I commend Secretary Perdue for his quick action to administer food assistance and provide flexibility for those in the path of these storms so that having enough to eat is the least of their worries.
Our families deserve a reliable safety net in times of need. Whether it is making Disaster SNAP available during a hurricane, or ensuring that a veteran can weather the storm of job loss during a recession, nutrition assistance programs are vital to rebuilding after disaster strikes.
The Great Recession hit our country like a force of nature, causing too many Americans to lose their homes and jobs. For those who face unexpected unemployment, or underemployment, SNAP is a short-term lifeline to keep food on the table while they look for a stable, long-term job that allows them to fully support their families.

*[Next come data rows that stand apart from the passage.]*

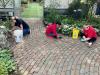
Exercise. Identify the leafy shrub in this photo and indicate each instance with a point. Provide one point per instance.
(6, 58)
(67, 21)
(24, 1)
(6, 23)
(3, 69)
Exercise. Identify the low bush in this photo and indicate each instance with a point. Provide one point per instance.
(7, 60)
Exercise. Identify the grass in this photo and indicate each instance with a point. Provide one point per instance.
(33, 10)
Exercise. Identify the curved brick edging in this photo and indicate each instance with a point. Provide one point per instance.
(38, 55)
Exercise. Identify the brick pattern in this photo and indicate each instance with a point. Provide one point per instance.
(39, 55)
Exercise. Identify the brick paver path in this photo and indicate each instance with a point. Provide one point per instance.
(38, 55)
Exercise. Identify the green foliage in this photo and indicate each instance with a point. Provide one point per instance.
(67, 30)
(6, 23)
(73, 6)
(68, 21)
(95, 22)
(24, 1)
(6, 58)
(3, 69)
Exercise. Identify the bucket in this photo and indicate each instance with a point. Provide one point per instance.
(75, 33)
(18, 35)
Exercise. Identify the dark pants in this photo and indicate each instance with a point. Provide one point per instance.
(26, 31)
(93, 39)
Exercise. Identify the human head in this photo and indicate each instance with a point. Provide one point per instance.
(13, 18)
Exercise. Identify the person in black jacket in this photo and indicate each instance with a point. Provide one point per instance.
(21, 24)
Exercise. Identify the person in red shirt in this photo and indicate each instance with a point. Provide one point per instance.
(51, 30)
(89, 34)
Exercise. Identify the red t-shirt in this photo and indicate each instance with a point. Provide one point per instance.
(90, 33)
(51, 28)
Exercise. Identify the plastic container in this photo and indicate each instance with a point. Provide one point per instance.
(18, 35)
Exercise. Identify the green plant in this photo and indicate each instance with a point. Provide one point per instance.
(67, 21)
(67, 30)
(6, 58)
(3, 69)
(24, 2)
(6, 23)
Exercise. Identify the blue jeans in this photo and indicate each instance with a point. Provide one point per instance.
(26, 31)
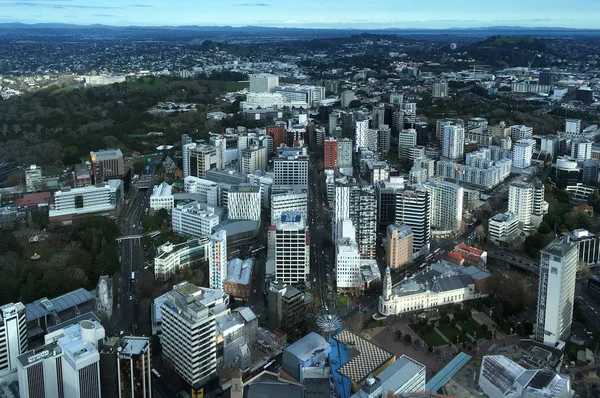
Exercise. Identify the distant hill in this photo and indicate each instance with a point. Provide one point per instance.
(508, 51)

This is a point worth repeating – SNAP supports families. Nearly half of SNAP recipients are children and the vast majority of SNAP recipients are children, seniors, disabled or parents and caregivers living in these households.
Approximately 1.5 million veterans receive SNAP at some point during the year and many of these heroes are considered able-bodied, despite lasting challenges from their times of service.
Even current military families face food hardship. Many utilize SNAP and visit foodbanks that are often stretched thin to meet community need.
It is important that we keep these real people in mind, like Mr. Parker who is here today to share the impact SNAP has had on his life, as we consider changes to nutrition assistance in the Farm Bill.
As a Committee, we can make improvements to SNAP, while still preserving critical food access. In the 2014 Farm Bill, we made common-sense reforms to further strengthen the integrity of nutrition assistance.
While nutrition programs have an extremely low rate of error and fraud, we addressed rare cases of misuse while protecting benefits and eligibility for SNAP participants that needed access to the family safety-net.
We also included Employment and Training Pilots to allow states to test innovative strategies to help SNAP participants find stable, long-term employment.
As we will hear today, these pilots, along with the broader SNAP Employment and Training Program create important community partnerships to connect people to jobs and training that work.
Rather than focus on arbitrary cuts to push people off of SNAP, we should focus on the types of voluntary partnerships that help families succeed.
The good news is, this is already happening. As the economy has improved and people are getting back to work, we’re seeing huge savings in nutrition programs.
The Congressional Budget Office recently estimated that the Farm Bill is projected to save $80 billion more than initially expected, largely driven by reduced spending on food assistance.
Looking ahead to the next Farm Bill, we will also continue to look for ways that we can strengthen health outcomes in SNAP through efforts like SNAP Nutrition Education and the Food Nutrition Incentive Program, known as Double-Up Bucks.
We’ll also ensure that oversight of SNAP at the state and federal level is working effectively. I look forward to hearing from the USDA and the Inspector General’s office today on the steps that are already being taken to ensure accuracy and timeliness in SNAP.
I also want to learn more about the ways we can support the work the Food and Nutrition Service is doing to strengthen the quality control system.
As we look ahead, we will continue to fine-tune programs and protect food access for millions of families.